Wednesday, December 30, 2009

Post Tea Reading: Syntactic Relationship

Three fundamental linguistic relationships that underlie syntactic structure:
                          Argumenthood, Modification & Predication
Argumenthood: mostly centers around Verb, the nucleus of a syntactic structure. Verbs, if conceived as Predicates (as Formal Semantics puts it), needs some arguments to complete its meaning, they are the central participants in a situation. Combining verb with its arguments has a syntactic and its corresponding semantic effect. How?

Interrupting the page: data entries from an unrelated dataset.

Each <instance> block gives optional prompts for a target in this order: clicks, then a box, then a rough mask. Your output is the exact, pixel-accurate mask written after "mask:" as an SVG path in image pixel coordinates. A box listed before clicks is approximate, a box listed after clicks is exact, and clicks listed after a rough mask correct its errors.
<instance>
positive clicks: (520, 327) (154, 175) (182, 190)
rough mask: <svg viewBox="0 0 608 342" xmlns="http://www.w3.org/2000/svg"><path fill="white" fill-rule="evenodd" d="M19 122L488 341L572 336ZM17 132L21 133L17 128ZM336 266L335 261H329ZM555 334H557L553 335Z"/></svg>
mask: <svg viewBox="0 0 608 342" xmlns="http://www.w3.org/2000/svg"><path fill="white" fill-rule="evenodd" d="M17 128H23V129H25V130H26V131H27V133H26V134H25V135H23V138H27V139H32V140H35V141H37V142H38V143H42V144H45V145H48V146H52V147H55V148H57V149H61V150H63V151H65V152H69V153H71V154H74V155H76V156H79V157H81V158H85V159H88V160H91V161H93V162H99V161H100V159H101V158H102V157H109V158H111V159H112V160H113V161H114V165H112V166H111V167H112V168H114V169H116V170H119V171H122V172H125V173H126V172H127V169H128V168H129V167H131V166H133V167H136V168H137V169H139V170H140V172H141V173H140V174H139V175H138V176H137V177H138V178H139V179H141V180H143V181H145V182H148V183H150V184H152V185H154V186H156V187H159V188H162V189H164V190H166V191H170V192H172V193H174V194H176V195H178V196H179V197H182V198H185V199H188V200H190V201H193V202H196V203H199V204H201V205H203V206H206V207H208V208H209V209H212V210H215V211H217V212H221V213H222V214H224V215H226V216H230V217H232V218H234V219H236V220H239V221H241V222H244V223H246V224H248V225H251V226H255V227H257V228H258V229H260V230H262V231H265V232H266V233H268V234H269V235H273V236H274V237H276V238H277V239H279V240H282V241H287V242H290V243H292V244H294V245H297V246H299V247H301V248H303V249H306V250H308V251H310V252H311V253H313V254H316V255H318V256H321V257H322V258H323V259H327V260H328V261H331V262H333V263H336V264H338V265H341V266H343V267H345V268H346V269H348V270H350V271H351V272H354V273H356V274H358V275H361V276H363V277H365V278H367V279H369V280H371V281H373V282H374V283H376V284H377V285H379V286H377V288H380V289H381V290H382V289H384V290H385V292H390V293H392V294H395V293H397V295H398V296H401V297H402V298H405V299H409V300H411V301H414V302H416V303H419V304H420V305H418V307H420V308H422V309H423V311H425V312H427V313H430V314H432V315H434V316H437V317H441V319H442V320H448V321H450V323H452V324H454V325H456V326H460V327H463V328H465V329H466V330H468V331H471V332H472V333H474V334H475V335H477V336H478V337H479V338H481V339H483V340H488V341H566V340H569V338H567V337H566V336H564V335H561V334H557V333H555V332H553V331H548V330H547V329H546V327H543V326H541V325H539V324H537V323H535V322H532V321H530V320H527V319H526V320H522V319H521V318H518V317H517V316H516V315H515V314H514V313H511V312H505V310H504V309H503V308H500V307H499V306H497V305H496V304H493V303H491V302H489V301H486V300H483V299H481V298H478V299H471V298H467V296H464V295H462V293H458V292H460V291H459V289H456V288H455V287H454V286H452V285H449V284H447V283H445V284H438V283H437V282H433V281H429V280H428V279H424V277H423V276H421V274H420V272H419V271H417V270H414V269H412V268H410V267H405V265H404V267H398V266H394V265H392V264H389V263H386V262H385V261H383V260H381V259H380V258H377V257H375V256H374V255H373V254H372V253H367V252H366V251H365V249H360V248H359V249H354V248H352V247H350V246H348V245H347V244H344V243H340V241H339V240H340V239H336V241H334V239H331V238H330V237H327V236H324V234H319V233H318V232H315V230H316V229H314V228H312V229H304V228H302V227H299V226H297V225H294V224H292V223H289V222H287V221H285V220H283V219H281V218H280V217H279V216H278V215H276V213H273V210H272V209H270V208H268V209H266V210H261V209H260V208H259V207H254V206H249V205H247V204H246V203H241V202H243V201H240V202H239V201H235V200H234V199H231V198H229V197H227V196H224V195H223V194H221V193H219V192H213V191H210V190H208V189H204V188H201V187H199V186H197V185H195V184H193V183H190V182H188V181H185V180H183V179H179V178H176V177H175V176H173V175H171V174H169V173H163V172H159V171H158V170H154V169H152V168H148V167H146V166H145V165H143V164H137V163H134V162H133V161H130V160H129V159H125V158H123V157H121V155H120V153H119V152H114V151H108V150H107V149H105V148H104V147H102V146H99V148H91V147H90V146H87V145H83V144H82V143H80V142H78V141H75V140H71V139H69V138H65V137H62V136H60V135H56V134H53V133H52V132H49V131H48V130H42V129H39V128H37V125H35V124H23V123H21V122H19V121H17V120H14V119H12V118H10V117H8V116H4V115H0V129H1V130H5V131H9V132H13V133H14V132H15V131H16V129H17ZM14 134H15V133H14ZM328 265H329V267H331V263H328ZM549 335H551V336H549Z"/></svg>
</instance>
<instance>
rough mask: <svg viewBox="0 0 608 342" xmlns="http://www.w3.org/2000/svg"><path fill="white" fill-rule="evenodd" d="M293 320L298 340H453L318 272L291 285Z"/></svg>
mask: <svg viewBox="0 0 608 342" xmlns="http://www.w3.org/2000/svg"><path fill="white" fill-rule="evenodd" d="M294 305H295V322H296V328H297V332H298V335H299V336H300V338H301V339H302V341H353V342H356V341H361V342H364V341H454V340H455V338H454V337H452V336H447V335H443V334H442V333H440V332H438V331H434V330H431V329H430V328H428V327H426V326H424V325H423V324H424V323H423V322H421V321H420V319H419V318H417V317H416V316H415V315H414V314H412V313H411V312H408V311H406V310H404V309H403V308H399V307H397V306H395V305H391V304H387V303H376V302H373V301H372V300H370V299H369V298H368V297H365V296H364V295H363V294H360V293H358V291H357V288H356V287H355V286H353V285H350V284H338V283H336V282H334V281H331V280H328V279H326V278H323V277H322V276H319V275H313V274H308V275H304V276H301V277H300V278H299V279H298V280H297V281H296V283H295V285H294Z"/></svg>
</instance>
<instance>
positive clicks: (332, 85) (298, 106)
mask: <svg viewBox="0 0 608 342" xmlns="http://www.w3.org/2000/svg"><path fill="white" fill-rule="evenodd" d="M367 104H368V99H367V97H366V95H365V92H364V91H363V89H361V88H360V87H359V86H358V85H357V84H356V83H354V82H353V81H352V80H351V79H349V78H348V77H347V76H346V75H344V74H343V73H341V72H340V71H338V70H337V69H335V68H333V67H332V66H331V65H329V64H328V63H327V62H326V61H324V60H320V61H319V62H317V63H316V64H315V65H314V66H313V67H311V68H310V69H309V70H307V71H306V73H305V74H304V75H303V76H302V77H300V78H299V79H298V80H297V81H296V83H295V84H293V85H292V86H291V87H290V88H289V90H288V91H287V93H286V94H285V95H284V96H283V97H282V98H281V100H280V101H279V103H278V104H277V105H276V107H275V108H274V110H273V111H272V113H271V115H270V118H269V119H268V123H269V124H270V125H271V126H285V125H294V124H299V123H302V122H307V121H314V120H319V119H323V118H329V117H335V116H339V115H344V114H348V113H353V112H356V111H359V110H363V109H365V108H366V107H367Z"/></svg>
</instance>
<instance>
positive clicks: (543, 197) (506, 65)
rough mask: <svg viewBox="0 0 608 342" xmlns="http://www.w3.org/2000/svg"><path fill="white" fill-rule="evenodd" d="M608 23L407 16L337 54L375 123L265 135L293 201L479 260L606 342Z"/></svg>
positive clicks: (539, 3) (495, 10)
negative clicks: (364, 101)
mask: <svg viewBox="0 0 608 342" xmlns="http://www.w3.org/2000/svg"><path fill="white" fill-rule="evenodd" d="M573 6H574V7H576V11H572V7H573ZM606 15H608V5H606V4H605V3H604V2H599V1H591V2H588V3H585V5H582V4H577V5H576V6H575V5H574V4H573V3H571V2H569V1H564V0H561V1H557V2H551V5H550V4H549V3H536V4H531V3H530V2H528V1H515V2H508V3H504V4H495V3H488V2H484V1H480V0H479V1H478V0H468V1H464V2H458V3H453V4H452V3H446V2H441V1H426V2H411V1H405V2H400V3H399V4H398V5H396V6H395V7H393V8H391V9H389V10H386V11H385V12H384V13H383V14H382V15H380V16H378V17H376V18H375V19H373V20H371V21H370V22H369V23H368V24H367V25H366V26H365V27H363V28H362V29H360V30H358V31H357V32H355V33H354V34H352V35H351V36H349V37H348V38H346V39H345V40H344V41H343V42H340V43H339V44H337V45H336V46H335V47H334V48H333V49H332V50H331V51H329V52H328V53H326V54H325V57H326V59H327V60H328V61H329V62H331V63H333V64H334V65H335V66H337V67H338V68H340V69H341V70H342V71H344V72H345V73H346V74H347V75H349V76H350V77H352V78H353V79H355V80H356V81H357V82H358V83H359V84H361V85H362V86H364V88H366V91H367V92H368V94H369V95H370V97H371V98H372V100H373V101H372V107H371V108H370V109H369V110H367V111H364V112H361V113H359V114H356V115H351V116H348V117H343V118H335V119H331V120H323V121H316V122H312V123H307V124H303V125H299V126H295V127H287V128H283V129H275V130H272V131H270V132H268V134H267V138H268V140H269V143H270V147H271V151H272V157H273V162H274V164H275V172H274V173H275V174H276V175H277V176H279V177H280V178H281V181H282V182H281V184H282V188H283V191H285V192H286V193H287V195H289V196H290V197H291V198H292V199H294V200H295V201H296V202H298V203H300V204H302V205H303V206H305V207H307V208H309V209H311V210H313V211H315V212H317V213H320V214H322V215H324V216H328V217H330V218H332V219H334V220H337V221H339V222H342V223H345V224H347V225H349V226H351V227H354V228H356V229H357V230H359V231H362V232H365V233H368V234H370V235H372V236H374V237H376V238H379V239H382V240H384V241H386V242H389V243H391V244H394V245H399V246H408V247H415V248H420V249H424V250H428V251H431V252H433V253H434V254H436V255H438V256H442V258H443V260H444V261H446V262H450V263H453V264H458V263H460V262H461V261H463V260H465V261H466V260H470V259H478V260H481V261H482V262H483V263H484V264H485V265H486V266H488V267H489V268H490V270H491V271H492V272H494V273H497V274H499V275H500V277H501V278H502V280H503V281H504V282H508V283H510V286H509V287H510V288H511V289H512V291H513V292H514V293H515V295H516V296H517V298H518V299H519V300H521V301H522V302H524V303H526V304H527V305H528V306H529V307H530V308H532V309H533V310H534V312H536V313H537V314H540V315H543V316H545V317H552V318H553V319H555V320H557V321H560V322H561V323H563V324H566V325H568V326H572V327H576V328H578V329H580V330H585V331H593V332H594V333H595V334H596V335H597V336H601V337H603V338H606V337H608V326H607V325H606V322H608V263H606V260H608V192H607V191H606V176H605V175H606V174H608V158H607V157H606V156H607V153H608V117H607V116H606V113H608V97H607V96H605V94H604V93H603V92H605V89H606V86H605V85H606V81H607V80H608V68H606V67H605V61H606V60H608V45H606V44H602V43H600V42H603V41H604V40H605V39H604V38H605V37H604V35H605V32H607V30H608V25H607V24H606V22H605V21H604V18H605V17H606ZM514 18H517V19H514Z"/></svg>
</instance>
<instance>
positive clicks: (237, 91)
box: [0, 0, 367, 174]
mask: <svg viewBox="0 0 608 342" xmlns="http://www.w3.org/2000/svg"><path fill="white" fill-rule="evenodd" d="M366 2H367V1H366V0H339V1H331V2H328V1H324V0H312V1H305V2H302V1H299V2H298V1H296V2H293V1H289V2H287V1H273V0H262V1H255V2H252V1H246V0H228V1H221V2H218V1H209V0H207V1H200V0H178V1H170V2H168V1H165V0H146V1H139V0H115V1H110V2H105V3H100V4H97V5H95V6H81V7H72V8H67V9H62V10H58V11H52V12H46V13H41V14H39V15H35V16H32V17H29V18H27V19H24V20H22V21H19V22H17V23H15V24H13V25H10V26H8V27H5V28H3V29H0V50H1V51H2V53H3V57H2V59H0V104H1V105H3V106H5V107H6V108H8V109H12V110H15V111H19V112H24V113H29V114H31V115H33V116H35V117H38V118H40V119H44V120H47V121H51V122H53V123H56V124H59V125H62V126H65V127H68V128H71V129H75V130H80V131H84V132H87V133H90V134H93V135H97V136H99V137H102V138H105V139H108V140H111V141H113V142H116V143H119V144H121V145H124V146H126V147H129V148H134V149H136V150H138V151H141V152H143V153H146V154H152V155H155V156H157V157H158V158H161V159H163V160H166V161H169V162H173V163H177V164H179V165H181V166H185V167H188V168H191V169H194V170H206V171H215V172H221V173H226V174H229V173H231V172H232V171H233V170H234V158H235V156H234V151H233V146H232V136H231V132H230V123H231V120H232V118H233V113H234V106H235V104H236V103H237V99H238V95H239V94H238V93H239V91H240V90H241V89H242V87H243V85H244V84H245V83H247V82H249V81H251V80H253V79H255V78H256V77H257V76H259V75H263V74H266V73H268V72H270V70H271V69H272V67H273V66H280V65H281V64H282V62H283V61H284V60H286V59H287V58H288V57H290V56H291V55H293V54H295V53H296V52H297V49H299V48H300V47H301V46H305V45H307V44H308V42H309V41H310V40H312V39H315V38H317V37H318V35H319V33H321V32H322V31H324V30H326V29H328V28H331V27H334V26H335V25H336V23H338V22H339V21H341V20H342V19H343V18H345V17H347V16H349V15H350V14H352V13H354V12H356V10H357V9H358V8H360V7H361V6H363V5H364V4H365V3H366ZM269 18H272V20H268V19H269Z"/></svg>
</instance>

Verbs can have recursive function, if its transitive, then it requires 2 entities or arguments unlike an Intransitive verb; examples can be 'invite' and 'laugh'. The number of arguments a predicate can take is its Semantic Valency. And it is Semantic Valency that determines the syntactic structure of a sentence. So the ungrammaticality of sentences like 'She laughed at the stone' can be answered by fact that 'Laugh' is a one-place predicate. But the correspondence between syntactic and semantic argument is not always perfect. For example, the verb 'Eat' requires 2 arguments: eater and object of eating.
                      "Ram ate a mango" and "Ram has eaten" 
the second sentence shows a mismatch between the syntactic and semantic properties. So, Semantic arguments are participants in a situation and Syntactic arguments are constituents that appear in a particular syntactic position.